Bert Morley

Personal information
- Full name: Herbert Morley
- Date of birth: 1 October 1882
- Place of birth: Sheffield, England
- Date of death: 15 July 1957 (aged 74)
- Position: Right-back

Youth career
- Kiveton Park

Senior career*
- Years: Team / Apps / (Gls)
- 1904–1907: Grimsby Town / 93 / (3)
- 1907–1915: Notts County / 258 / (0)

International career
- 1910: England / 1 / (0)

= Bert Morley =

English footballer

Herbert Morley (1 October 1882 – 15 July 1957) was an English professional footballer who played at right-back for Grimsby Town and Notts County in the 1900s and 1910s. He also made one appearance for England in 1910.

==Football career==
Morley was born in Sheffield, but was brought up in the Kiveton Park area of Rotherham, where he played youth football for the local team. His Football League career began when he joined Grimsby Town in August 1904. He remained with Grimsby for three years before moving to Notts County in March 1907.

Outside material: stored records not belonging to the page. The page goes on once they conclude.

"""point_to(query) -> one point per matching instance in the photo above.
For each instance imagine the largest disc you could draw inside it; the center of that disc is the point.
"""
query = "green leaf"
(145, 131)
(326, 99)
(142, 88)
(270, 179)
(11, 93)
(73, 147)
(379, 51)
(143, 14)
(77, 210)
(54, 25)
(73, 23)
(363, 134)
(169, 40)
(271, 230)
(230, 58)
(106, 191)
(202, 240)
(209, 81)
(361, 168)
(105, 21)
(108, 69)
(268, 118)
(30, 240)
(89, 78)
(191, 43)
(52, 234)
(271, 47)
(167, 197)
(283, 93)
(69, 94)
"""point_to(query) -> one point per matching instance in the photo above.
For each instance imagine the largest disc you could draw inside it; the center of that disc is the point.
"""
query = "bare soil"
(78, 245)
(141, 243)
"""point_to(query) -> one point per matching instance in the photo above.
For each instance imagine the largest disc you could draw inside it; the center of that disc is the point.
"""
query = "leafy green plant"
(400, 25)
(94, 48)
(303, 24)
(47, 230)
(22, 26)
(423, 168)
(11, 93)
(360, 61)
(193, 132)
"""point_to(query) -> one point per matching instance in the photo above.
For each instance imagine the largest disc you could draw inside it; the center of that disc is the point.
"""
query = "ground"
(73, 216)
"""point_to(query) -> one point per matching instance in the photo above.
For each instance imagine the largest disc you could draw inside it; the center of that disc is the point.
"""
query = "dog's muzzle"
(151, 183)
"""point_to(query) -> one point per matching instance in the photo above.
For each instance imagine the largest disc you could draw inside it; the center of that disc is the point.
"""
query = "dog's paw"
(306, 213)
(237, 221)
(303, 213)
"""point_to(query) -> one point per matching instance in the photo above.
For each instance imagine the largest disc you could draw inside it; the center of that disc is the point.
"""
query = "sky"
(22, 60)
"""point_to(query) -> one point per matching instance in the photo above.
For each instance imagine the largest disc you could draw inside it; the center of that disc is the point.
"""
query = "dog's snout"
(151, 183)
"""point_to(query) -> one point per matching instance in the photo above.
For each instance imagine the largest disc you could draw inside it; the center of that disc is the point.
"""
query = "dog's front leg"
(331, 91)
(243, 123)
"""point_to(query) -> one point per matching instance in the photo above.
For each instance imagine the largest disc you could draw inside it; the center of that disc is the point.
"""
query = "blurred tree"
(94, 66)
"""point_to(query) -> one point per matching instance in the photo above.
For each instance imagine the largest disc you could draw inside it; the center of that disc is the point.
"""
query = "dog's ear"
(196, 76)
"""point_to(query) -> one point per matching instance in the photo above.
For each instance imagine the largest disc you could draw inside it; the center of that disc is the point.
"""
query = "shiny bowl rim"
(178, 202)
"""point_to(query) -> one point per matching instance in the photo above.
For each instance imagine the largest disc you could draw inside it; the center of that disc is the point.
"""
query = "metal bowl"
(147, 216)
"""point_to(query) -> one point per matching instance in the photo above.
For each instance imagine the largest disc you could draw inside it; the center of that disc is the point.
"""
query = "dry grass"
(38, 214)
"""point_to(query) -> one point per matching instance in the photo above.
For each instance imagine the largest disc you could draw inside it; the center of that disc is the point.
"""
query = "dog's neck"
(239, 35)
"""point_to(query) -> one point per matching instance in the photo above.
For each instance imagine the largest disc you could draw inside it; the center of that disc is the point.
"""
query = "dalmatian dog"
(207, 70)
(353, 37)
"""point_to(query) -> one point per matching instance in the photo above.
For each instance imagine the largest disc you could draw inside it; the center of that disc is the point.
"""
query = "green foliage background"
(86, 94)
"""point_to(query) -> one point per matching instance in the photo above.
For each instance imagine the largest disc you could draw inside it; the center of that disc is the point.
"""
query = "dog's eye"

He stayed at Notts County for eight years during which time they were generally in the lower half of the First Division until they were relegated in 1913. They quickly returned to the top flight, winning the Second Division title in 1913–14. Morley's professional career was ended a year later, when league football was suspended during the First World War.

His solitary international appearance came when he was called up in place of Bob Crompton for England against Ireland in the opening match of the 1910 British Home Championship played at the Solitude Ground, Belfast on 12 February 1910. The match ended in a 1–1 draw, with goals from Frank Thompson for Ireland and Harold Fleming for England.

==Later career==
After the war, Morley continued to be associated with Notts County and acted as a scout for several years.